Quando começou a ser produzida a série
“Gunsmoke”, em 1955, havia outras 30 séries westerns em exibição na TV norte-americana. 20 anos
depois, em 1975, “Gunsmoke” ainda estava no ar mas não havia mais nenhuma outra
série do gênero, indicando que os faroestes não tinham mais público. Com o
cancelamento de “Gunsmoke” encerrava-se o ciclo de 25 anos das séries clássicas
produzidas para a televisão, das quais as aventuras do Marshal Matt Dillon, de
Dodge City no Kansas, foi sem dúvida a mais importante. “Gunsmoke” nasceu para
o sucesso pois o primeiro episódio foi apresentado nada menos que por John
Wayne, batismo que nenhuma outra série teve e o que não significou sucesso
imediato, como se poderia supor. Demorou um pouco para os espectadores
aceitarem aquele mocinho grandalhão, sério e sem o charme de tantos outros,
interpretado por James Arness.
William Conrad |
“Gunsmoke”
no rádio - Como aconteceu com muitas outras séries de sucesso na TV,
“Gunsmoke” nasceu no rádio e a primeira audição desse programa foi ouvida em 11
de junho de 1949, repetindo-se pelos anos seguintes sem periodicidade definida,
o que somente viria a acontecer a partir de 26 de abril de 1952, com o episódio
intitulado “Billy the Kid”. O programa de rádio passou a ser semanal, mas sua
audiência era tão grande que chegou a ir ao ar, por muito tempo, duas vezes por
semana. Quem interpretava Matt Dillon no rádio era William Conrad, mais
conhecido dos brasileiros como o rotundo detetive da série “Cannon”, nos anos
70. Dono de voz excepcional, Conrad iniciou-se no rádio como locutor, estreando
no cinema em 1947 em “Os Assassinos” (com Burt Lancaster). Em Hollywood William
Conrad fez um pouco de tudo, desde atuar, escrever, produzir e dirigir, além de
sua voz ter sido ouvida em mais de 7.500 programas de rádio. Bill Conrad fez
muitas narrações para a televisão e quem prestar atenção à abertura da série “O
Fugitivo” (com David Jansen), vai reconhecer a voz de Conrad. Escritores se
revezavam na criação das histórias, entre eles Marian Clark, que, paralítica,
escrevia presa a uma cadeira de rodas. O grande nome, porém, que redigiu
centenas de scripts para a série “Gunsmoke” no rádio foi John Meston, ficando a
produção do programa a cargo de Norman McDonnell. Em 1955 Meston e McDonnell
decidiram levar o programa para a TV, mas mesmo assim ele continuou a ser
apresentado no rádio até 1961.
Norman McDonnell com William Conrad (à esquerda); o elenco de "Gunsmoke" no rádio: Howard McNear (Doc), William Conrad (Matt Dillon), Parley Baer (Chester) e Georgia Ellis (Kitty). |
John Pickard, Raymond Burr e James Arness |
A
escolha de Matt Dillon – Os anos 50 assistiram ao ‘boom’ das
séries westerns na TV e com o sucesso alcançado no rádio, era inevitável que
“Gunsmoke” fosse levado para a televisão. Norman McDonnell e John Meston
incumbiram o também produtor Charles Marquis Warren de encontrar o ‘Matt Dillon’

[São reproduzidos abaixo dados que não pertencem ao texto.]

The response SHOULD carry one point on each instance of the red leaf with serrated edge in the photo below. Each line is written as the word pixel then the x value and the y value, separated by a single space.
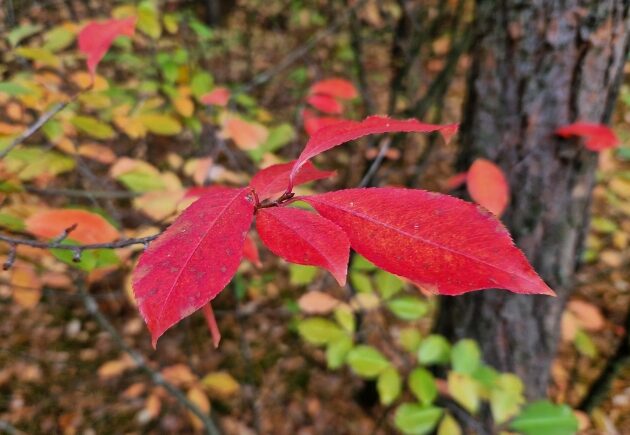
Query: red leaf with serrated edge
pixel 96 38
pixel 337 134
pixel 303 237
pixel 250 251
pixel 335 87
pixel 275 178
pixel 193 260
pixel 437 241
pixel 217 97
pixel 90 227
pixel 325 103
pixel 598 137
pixel 487 186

ideal, uma vez que o nome de William Conrad não poderia ser considerado devido
aos muitos quilos a mais que o ator sempre teve. Um marshal assim pesado seria
motivo de risos e Warren não pensou pequeno, indo logo atrás de John Wayne,
propondo ao Duke estrelar a série. Já um dos maiores astros do cinema, com salário
crescente a cada filme e com sua produtora Batjac cada vez mais forte, parecia
uma temeridade Charles Marquis Warren fazer essa proposta a Wayne, ele que era
avesso a trabalhos na telinha, aceitando, quando muito participações especiais
em programas campeões de audiência como ocorreu em um episódio de “I Love
Lucy”. Wayne recusou a oferta mas indicou a Warren o nome de James Arness, ator
que mantinha sob contrato na Batjac. Outros nomes cogitados foram o de Raymond
Burr e John Pickard, mas a escolha recaiu sobre Arness, até porque Wayne
prometera aos produtores ‘dar uma forcinha’ na noite de estreia fazendo a
apresentação da série.
John Wayne introduzindo "Gunsmoke". |
John
Wayne apresenta... – Composto o elenco principal com James
Arness (Matt Dillon), Dennis Weaver (Assistente de Delegado Chester Goode),
Milburn Stone (Doctor Gale Adams) e Amanda Blake (Miss Kitty Russell), foram
filmados os primeiros episódios de “Gunsmoke”. A estreia da nova série se deu
com “Matt Gets It”, às 21 horas do sábado dia 10 de setembro de 1955 pela
Columbia Broadcasting System (CBS) e quem encheu a tela, vestido com as roupas
de Ethan Edwards pois estava filmando “Rastros de Ódio” (The Searchers), foi
John Wayne. Como sempre fez em seus westerns, o Duke falou pouco, apenas o
necessário, dizendo estas palavras: “Boa
noite. Meu nome é Wayne. Alguns de vocês já me viram antes. Espero que sim.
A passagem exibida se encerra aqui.